People used to believe the world was flat
I had the pleasure of listening to a talk from Dr Michael Mosley recently. I confess that I had seen his maverick TV documentaries involving self-experimentation but had not realised how his work had had such a positive impact on the medical world.
In 1984, he was working as a producer and credits an Australian doctor as the inspiration for him stepping in front of the camera as a presenter. He was filming Professor Barry Marshall who was convinced that stomach ulcers are caused by an organism called Helicobacter pylori rather than stress. Sadly, no one would believe him and his views were largely ridiculed at the time. He decided to swallow some of the bacteria and induced gastritis. This was treated with antibiotics and he was able to prove that ulcers are not an incurable disease. Following the film’s release, Barry went on to win the Nobel Prize for medicine.
Many historical discoveries have been made by challenging preconceived ideas and not just in medicine. The most innovative scientific findings have gone against people’s existing beliefs since the history of time.
Back in the 60s and 70s, active asset management – where a professional fund manager uses his judgment to guess which assets will perform better than average – was the norm. Clients paid substantial fees for investment managers to deliver returns on their portfolios.
However, numerous academic studies, not least conducted by the likes of fellow Nobel Prize winner Professor Eugene Fama, have shown over the last few decades that active asset management is unlikely to provide adequate returns after costs over the long term. Eugene developed the Efficient Market Hypothesis which purports that trying to beat the return of the market is futile.
Instead, he found that a passive portfolio, which is designed to track an index, market or asset class with significantly lower costs and turnover, makes very good sense.
Over the last ten years, 83 per cent of active funds in the US have failed to match their chosen benchmarks. From this, some 40 per cent of funds collapsed before the decade finished.
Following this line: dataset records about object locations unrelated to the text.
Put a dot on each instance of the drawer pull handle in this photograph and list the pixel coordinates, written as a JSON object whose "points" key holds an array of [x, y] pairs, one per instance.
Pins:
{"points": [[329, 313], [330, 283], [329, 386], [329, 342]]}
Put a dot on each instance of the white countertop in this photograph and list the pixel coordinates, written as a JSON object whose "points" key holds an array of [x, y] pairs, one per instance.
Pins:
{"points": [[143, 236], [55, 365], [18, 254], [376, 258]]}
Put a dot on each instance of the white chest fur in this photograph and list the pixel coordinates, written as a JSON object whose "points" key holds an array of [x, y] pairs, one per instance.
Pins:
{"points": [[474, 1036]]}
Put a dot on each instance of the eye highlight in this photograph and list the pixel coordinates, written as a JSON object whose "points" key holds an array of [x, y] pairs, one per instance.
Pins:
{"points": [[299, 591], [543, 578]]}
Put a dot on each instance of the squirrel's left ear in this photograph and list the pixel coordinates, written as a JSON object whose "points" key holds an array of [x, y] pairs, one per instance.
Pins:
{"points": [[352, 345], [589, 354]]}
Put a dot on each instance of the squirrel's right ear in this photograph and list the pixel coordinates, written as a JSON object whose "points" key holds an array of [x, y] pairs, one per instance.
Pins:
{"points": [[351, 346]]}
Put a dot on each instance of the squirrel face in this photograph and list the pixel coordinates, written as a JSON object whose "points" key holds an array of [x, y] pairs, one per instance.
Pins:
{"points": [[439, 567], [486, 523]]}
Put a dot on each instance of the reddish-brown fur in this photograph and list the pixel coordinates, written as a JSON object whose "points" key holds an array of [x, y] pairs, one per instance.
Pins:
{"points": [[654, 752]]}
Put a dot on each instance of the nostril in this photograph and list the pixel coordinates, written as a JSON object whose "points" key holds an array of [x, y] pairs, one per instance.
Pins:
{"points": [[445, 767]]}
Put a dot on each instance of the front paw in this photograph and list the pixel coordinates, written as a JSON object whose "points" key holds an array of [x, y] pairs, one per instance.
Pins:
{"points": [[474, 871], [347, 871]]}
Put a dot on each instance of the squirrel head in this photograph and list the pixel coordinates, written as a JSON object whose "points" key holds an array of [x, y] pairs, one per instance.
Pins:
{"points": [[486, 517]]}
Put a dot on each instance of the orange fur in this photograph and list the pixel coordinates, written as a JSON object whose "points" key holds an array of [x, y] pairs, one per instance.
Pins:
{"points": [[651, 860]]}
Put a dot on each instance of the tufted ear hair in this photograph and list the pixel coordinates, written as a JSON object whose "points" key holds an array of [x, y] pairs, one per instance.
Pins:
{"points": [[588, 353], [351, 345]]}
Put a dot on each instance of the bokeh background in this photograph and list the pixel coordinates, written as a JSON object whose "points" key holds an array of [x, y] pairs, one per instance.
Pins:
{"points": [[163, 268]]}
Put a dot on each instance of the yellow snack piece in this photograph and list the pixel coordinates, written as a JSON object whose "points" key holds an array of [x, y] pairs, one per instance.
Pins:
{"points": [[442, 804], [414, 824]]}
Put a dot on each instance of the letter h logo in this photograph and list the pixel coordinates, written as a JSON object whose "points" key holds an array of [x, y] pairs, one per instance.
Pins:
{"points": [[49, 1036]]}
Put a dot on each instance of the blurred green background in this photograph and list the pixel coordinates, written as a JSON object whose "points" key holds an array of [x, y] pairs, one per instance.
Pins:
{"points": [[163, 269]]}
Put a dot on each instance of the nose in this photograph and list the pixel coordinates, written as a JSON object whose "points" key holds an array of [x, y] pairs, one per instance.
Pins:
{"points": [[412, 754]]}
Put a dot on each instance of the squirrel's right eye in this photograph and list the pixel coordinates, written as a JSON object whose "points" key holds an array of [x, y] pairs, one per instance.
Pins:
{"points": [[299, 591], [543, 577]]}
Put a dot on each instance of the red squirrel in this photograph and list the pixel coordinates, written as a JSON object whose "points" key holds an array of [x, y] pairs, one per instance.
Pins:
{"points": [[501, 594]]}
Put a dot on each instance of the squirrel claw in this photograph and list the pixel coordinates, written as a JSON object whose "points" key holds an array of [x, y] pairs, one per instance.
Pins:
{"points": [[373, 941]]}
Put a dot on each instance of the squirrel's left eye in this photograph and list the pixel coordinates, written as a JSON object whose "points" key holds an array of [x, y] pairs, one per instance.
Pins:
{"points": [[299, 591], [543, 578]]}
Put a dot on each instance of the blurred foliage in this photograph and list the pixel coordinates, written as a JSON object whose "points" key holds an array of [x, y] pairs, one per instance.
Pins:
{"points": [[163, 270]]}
In 2016 in the UK, asset managers suffered their worst year since the start of the financial crisis with just 21 per cent beating the market.
This month we heard that Baillie Gifford, one of the UK’s top-performing asset managers, has seen outflows from its pension fund clients of ten per cent per year as they switch to lower-cost passive funds. The firm is no longer receiving enough inflows from investors to make up the shortfall. In the last two years, Baillie Gifford suffered a net outflow of pension fund assets of £9.2bn.
As financial author and investment consultant Charles Ellis wrote in his FT article ‘The end of active investing’, “Since index funds deliver the market rate of return through a widely diversified portfolio with no more than the market level of risk, the only justification for actively managed funds must be either more returns or less risk or both — increasingly recognised as the investment world’s version of the triumph of hope over experience.”